Click on link below then on Henry Ford knew how the lean startup worked

https://todaymade.com/blog/henry-ford-entrepreneur/

Welcome to the forum, Woodman! Glad to have you. Good story and article.

The author called Couzens "reluctant" in the first paragraph. Couzens didn't sound reluctant to me, he sounded aggressive. "Let's get this thing shipped!"

It's a very different business environment 100+ years later. News travels in a few seconds, not a day or two. If you have a product "fail", that fail better be relatively insignificant.

But I do like the mantra: fail fast, improve slowly.

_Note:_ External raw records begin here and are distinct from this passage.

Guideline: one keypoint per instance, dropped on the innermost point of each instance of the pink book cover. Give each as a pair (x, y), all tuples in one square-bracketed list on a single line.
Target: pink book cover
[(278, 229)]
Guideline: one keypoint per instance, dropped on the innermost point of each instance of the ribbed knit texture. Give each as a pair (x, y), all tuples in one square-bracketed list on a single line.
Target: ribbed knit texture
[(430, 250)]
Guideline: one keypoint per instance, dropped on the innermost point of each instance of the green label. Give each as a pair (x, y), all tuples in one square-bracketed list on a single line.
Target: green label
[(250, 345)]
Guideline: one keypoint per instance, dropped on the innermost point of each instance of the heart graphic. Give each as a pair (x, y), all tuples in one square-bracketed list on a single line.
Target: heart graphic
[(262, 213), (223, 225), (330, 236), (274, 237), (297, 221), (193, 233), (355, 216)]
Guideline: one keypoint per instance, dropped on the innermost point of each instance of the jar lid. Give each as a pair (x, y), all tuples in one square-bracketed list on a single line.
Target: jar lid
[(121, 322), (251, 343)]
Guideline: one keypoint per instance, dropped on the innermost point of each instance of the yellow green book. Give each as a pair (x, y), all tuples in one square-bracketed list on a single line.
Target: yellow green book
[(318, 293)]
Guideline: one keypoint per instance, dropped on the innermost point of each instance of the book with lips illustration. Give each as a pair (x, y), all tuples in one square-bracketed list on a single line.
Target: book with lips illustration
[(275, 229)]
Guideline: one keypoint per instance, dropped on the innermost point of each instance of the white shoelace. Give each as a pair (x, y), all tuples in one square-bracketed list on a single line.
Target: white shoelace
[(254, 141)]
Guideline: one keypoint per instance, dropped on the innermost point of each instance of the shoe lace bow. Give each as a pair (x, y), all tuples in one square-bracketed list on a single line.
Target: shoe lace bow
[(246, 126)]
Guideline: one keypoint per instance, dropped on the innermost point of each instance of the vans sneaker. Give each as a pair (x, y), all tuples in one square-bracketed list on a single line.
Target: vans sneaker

The difficult part is walking that fine line, between "it's good enough, ship it" and "any blemish on reliability might kill the company".
 

Bilbo B

Elio Addict
Back in my Engineering days we used to admit that for every project, there came a time to "Shoot the engineers and build the darn thing". Engineers, as a rule, are perfectionists. They always 'know' that given just one more design iteration, they can make it better/faster/cheaper. I don't sense that Elio is in this position (yet). I've seen nothing indicating they're over-engineering anything. As noted above, failing today, with the internet and 24 hour news, is much riskier than it was 100 years ago. I doubt EM will get to keep iterating until they get to the 'Model T'. Unless "Model T" = "E20". Henry Ford didn't have CAD and Fluid Dynamics Analysis, either. So maybe it balances out.

Many new car models have issues when first introduced. To expect EM to create everything from scratch and NOT have issues is dreaming. But there better not be many issues, and they better not be significant safety issues. After funding, that's my biggest concern. The cost in money and reputation to a major recall could easily wipe out a startup.